SMS caught on relatively late in the U.S. after being widely adopted by consumers in many European and Asian countries. SMS use reached its peak earlier in other countries, with messaging revenue now starting to fall in most Western markets, the report said. U.S. mobile operators continued to see gains in SMS, but in the third quarter, both the volume of messages and the revenue they generated went down, according to analyst Chetan Sharma, who runs the consulting company.
Sending text messages caught on partly because it can be both cheaper than making a call and more dependable in areas of poor coverage. But some consumers now use alternatives based on Internet Protocol, such as Skype messaging, which can cut into a monthly data allowance but doesn't require paying per message or buying a monthly plan specifically for SMS.

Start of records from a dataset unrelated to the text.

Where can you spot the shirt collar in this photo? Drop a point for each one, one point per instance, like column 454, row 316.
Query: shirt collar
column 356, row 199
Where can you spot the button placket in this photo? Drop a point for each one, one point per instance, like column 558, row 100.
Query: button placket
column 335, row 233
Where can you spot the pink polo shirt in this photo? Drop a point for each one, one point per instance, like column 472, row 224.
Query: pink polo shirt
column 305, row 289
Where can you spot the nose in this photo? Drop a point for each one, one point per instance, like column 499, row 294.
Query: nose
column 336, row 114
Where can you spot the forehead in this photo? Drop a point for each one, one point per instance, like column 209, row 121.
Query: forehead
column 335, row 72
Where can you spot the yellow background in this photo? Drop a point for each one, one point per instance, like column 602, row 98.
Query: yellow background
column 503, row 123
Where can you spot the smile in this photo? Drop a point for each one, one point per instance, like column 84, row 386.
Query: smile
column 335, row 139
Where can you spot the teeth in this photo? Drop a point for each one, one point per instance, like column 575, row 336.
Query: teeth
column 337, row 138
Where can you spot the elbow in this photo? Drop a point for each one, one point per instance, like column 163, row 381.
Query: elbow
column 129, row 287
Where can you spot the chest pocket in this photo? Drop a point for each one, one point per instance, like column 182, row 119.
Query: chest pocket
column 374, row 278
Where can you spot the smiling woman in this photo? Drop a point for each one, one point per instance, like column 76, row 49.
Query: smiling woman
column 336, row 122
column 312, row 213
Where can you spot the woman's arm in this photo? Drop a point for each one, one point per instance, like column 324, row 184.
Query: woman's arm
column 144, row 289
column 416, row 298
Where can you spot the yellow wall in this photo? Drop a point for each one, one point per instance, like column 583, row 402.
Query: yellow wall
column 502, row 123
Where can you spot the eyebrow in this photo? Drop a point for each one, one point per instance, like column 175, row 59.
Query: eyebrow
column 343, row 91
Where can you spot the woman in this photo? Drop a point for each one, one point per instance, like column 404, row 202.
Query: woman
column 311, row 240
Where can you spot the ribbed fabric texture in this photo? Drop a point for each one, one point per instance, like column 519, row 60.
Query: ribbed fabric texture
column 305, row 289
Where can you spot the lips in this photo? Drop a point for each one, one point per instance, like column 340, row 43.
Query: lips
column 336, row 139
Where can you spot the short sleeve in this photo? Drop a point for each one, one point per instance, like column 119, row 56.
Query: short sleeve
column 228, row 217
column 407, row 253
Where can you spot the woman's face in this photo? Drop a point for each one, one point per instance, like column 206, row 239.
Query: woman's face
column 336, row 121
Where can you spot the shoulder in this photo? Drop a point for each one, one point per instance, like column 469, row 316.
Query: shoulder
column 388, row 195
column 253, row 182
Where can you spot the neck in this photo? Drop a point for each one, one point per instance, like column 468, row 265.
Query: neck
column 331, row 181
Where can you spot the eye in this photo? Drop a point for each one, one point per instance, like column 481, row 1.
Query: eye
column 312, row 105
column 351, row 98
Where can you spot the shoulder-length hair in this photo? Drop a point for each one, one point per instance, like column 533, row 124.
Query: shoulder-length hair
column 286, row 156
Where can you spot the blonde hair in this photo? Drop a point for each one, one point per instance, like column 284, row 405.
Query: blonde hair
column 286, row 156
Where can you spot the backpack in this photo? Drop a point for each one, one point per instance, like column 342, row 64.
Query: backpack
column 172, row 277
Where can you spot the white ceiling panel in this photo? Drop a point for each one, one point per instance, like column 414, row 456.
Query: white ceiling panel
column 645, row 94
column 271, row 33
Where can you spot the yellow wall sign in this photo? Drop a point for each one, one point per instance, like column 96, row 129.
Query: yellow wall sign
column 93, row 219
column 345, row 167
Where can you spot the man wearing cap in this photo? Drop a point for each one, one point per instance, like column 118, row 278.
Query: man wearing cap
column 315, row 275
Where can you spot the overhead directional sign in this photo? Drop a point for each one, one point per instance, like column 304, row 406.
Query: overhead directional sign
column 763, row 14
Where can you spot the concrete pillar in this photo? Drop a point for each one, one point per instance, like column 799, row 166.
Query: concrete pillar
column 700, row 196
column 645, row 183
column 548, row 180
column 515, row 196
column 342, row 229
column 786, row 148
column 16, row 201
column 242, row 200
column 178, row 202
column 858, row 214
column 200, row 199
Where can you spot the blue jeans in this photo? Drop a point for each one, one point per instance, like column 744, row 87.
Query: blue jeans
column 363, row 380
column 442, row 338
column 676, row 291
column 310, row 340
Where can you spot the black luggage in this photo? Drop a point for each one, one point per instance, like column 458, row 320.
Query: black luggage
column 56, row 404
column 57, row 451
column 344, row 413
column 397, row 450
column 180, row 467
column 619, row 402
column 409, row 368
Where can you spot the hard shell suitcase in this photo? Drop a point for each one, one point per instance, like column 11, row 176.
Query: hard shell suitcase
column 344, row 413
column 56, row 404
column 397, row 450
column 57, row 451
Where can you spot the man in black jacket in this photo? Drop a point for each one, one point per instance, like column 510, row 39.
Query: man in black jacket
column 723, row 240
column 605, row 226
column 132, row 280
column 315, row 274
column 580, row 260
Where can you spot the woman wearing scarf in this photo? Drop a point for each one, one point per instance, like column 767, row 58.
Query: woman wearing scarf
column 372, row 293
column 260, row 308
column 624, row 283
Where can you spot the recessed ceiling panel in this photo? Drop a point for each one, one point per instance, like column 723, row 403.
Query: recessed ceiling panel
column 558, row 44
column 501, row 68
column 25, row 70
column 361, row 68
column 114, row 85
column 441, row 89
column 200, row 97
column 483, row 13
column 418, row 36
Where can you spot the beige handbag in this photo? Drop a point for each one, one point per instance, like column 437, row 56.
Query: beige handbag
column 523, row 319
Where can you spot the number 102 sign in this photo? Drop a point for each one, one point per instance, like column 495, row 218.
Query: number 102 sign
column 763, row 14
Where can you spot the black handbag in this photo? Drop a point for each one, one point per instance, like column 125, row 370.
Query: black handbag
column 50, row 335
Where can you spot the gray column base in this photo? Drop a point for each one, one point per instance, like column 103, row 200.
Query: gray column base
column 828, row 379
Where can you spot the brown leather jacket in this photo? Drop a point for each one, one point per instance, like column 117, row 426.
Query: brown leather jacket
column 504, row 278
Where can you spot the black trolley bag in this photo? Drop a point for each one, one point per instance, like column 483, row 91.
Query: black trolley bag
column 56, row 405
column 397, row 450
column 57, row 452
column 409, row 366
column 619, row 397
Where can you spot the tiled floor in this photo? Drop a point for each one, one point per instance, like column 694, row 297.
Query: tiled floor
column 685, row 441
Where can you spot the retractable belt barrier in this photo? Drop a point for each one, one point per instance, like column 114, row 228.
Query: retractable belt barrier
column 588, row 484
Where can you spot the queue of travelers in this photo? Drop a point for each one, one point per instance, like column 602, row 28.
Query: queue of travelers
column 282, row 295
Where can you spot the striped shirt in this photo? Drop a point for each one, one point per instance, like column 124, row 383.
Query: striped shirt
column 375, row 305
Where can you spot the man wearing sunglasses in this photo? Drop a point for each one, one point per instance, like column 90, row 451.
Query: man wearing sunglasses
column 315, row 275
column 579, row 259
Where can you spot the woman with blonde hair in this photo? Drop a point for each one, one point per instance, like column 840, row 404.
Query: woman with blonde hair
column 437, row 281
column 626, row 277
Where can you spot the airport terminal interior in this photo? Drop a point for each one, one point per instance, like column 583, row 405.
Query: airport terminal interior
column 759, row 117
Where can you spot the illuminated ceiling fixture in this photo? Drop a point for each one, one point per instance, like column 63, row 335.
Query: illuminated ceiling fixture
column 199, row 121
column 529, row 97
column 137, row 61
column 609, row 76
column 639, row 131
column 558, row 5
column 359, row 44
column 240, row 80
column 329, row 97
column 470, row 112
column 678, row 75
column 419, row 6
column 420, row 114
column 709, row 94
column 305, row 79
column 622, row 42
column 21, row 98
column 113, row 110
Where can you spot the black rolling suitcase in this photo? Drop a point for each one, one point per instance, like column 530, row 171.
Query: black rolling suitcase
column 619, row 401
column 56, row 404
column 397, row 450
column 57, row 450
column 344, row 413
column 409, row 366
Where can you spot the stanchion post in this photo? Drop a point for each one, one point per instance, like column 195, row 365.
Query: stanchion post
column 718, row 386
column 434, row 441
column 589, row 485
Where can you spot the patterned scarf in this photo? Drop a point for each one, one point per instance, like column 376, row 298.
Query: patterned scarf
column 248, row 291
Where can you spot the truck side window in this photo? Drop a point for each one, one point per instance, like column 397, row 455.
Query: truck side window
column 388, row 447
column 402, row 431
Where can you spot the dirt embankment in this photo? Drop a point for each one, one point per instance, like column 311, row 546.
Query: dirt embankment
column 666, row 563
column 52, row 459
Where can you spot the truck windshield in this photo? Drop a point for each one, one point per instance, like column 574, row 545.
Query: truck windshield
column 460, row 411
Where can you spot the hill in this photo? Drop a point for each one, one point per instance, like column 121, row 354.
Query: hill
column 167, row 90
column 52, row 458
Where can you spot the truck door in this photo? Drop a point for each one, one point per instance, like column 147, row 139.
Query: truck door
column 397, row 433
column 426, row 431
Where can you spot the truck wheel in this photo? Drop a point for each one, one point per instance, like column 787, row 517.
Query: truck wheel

The SMS data was one of the highlights in Sharma's latest wide-ranging quarterly report on the mobile industry.
The report also forecast that the growth of mobile data traffic will slow in 2012, falling to an 80 percent rate after doubling annually over the past five years.
Growth in consumers' use of mobile data has been used to justify many calls to give more spectrum to mobile operators, including a 2010 pledge by the Obama administration to allocate 500MHz more of frequencies to mobile services within 10 years. The trend has also helped to sell technologies for achieving greater mobile network efficiency and traffic offload. In its widely quoted Visual Networking Index, Cisco Systems estimated earlier this year that mobile data use would grow by 110 percent in 2012.
But tiered pricing, in which subscribers choose a level of monthly data use for a certain price, has helped to put the brakes on consumption growth, according to Sharma. So has the use of Wi-Fi, which lets subscribers avoid using the 3G or 4G cellular data network while at home or in range of public Wi-Fi hotspots, Sharma said.
Still, mobile data traffic is huge: For this year, it's likely to go over two exabytes, according to Sharma. For some carriers, the average monthly use by a smartphone user is almost 900MB. As the average user's total grows, it could mean bigger data plans, at higher prices, coming in the future, the report said.
Data now accounts for nearly 43 percent of mobile industry service revenues in the U.S., and by early next year it's likely to generate a majority of the money coming in, Sharma said. Voice calls represent less than 10 percent of all network traffic, according to the report, but still generate revenue out of proportion to the amount of capacity they consume.
More than 75 percent of the devices carriers sold in the third quarter were smartphones, according to Sharma. Google's Android platform represented the largest portion of those phones, but Apple dominated the market in terms of revenue and profit. Apple sold 6 percent of the volume of handsets worldwide but got 70 percent of the total smartphone profit. Meanwhile, Apple led in unit shipments for tablets, and took in 95 percent of all tablet profits, Sharma reported.